While the book often seems to lack the scriptural references that are expected of any book in the “Christian” section of your local bookstore, Lyons does insert scripture at strategic points. He uses scripture less as the recipe, forming the definition of Christianity, instead focusing on movements in Christianity and showing how they are re-conforming themselves to scripture. This creates an interesting dynamic, because he explains where these new Christians are going, then anticipates people taking offense and correctly invokes scripture to affirm the offensive movements. In fact, for a sociologically-minded, rather than a discipleship-minded, perspective, he does, in fact, make the correct choice in using less scripture, thus creating a book that is more accessible to a secular audience, because it becomes a book about what Christianity IS instead of what it is supposed to be.
Despite the incredible strengths and occasional weak points in this book, I fell in love with it and with Lyons’ message for two reasons.

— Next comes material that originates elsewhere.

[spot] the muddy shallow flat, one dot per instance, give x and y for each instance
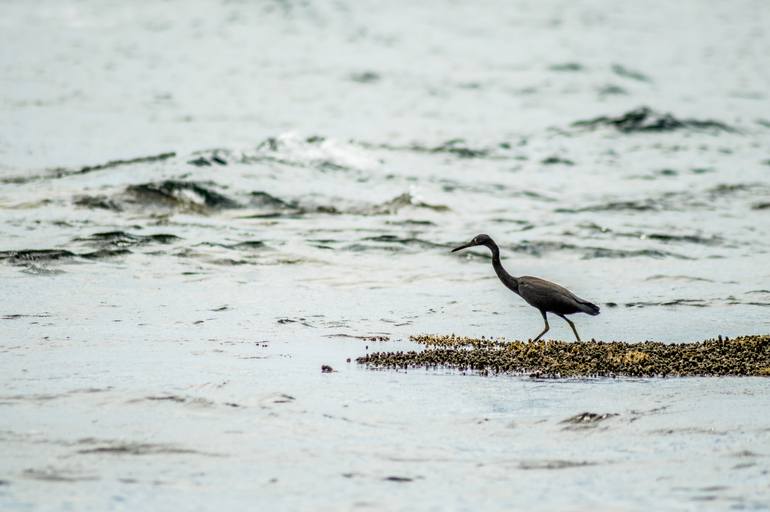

First, I have seen countless numbers of his points proven true in both my own life and the lives of my friends, thereby giving confirmation to the movement he is recording. And second, as a campus minister working with the same population on which his research is based, I began to recognize the grand opportunity I have to bring this movement of restoration in Christianity to my students, specifically to my Mexican students. For so many years, the reason I ran from faith was because I recognized that the Bible spoke of active faith, yet everywhere I turned, faith was presented to me as passive and without lasting impact. My faith became my own when I finally encountered restoration-minded Christians, whose faith lead to real, tangible action. Now, my act of restoration is to pass on the restoration mind-set to my college students, who can take that restoration to so many more corners of the world and of Mexico than I could ever dream of gaining access to.